- Occupation: Actress
- Spouse: John Hamburg ​(m. 2005)​

= Christina Kirk =

American actress

Christina Kirk is an American actress.

== Career ==
Kirk appeared in Woody Allen's Melinda and Melinda and Ira Sachs' Love Is Strange. She was also a series regular on A to Z, and most recently played Jackie Swift in the DC Comics television series Powerless. Other television appearances include Fatal Attraction, Goliath, Younger, Girls and The Newsroom.

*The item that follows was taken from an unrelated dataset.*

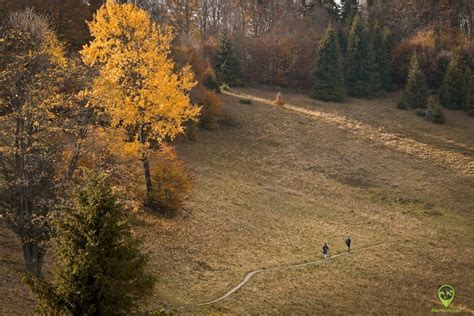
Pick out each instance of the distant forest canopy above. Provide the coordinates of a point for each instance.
(276, 41)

On stage, she has appeared in Clybourne Park by Bruce Norris at Playwrights Horizons and on Broadway; Knickerbocker for The Public Theater; There Are No More Big Secrets at Rattlestick Playwrights Theater; Will Eno's Oh, the Humanity and Other Exclamations at The Flea Theater; God's Ear at New Georges and The Vineyard; [sic] at Soho Rep; Well by Lisa Kron; and Infinite Life by Annie Baker at Atlantic Theater Company and London's Royal National Theatre.

== Filmography ==
=== Films ===
- 1998 Safe Men – Hannah
- 2002 Bug – Olive.
- 2004 Melinda and Melinda – Jennifer.
- 2004 D.E.B.S. (2004 film) – Madeleine.
- 2009 Taking Woodstock
- 2014 Love Is Strange – Mindy
- 2017 XX – Cora

=== Television series ===
- Fatal Attraction
- Goliath
- Younger
- Girls
- The Newsroom
- A to Z
- Powerless – Jackie Swift

== Personal life ==
Kirk married screenwriter John Hamburg on 24 September 2005.